Late-life depression is associated with premature mortality, however, little is known whether excess mortality rates of depression have changed over time. This study aims to identify and explain secular trends in excess mortality of major depressive disorder (MDD) and subthreshold depression (SUBD).
Cohort-sequential-longitudinal study of 4084 community-dwelling older adults in the Netherlands based on data from the Longitudinal Aging Study Amsterdam (LASA). Six measurement cycles were included from 1992/93 until 2008/09, each linked to the overall 5-year mortality, covering a 16-year time span. MDD and SUBD were identified using a two-stage screening procedure with the Center for Epidemiological Studies Depression Scale and the Diagnostic Interview Schedule. Age and sex were covariates. Education, health and lifestyle factors, and use of antidepressants were included as putative explanatory factors. Generalized Estimating Equations was used to investigate the association between the interaction ‘Depression × Time’ and 5-year mortality, and to find explanatory factors for the trend.

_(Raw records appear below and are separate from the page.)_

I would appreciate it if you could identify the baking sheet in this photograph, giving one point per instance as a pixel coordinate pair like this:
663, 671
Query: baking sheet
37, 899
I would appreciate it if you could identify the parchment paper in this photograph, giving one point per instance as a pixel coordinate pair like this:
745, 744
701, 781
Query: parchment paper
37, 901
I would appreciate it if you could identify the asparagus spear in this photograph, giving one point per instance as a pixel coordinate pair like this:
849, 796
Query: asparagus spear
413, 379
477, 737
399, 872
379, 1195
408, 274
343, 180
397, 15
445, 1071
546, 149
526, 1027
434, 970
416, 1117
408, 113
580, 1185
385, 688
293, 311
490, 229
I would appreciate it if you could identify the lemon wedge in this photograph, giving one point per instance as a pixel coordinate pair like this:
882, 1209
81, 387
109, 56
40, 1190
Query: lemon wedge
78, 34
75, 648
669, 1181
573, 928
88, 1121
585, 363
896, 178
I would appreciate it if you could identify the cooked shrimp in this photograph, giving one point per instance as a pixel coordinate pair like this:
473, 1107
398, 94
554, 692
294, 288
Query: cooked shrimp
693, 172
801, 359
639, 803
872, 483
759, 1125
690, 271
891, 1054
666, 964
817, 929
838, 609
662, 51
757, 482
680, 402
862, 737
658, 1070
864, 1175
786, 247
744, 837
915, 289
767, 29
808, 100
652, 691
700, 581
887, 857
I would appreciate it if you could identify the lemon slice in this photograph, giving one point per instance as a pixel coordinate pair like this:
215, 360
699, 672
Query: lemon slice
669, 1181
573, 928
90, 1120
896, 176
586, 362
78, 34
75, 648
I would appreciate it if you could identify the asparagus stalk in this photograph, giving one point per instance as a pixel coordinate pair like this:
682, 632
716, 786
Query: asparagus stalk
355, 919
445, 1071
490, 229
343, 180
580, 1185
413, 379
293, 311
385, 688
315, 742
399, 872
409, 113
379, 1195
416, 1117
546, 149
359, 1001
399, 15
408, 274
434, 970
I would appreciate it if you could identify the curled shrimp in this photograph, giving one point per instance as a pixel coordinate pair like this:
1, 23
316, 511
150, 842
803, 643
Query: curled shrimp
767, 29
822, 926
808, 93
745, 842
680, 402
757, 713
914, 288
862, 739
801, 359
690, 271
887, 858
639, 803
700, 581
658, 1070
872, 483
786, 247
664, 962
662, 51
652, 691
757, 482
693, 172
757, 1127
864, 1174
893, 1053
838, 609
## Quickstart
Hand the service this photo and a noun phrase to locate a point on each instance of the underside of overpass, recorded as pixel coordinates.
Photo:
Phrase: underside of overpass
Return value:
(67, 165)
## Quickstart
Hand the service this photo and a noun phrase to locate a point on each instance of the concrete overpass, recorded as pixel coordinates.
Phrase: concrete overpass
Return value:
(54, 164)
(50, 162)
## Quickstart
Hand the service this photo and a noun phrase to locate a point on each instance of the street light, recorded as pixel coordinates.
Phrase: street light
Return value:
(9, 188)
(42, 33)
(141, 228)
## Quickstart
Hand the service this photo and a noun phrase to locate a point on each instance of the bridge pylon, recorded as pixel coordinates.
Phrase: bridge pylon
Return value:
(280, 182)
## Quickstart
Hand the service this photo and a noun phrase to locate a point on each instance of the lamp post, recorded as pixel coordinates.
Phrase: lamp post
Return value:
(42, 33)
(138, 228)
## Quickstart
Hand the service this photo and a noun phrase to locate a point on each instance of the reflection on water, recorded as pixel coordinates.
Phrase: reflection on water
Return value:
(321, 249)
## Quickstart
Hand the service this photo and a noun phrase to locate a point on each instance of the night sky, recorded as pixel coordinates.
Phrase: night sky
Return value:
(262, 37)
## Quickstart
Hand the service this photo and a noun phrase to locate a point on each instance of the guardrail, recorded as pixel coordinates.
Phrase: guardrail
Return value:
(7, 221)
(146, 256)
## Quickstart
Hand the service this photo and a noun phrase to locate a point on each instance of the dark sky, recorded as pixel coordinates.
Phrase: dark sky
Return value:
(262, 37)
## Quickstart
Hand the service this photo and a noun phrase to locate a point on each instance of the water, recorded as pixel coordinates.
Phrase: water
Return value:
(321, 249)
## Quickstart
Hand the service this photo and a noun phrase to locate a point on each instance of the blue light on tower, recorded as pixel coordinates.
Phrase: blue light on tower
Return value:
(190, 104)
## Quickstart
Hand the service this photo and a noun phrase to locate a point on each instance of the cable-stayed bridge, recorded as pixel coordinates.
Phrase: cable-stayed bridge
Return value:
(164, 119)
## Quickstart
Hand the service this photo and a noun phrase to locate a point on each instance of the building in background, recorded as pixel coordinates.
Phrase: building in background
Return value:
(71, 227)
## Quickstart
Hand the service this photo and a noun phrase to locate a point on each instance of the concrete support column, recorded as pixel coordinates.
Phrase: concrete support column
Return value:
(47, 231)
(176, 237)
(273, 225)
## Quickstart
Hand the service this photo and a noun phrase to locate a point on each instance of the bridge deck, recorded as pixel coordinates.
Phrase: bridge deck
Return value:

A downward trend in excess mortality of MDD was found (OR = .92, 95%-CI:.85–.99, P = .04), adjusted for age and sex, which could not be explained by education, health and lifestyle factors, nor antidepressants use. Sex differences in the trend were not found (P = .77). No trend in excess mortality of SUBD was found (OR = 1.01, 95%-CI: .97–1.04, P = .65).
The findings do not imply a similar trend for other countries.
The results indicate a favorable development in excess mortality of community-dwelling older adults with MDD, while those with SUBD do not show a clear trend in excess mortality.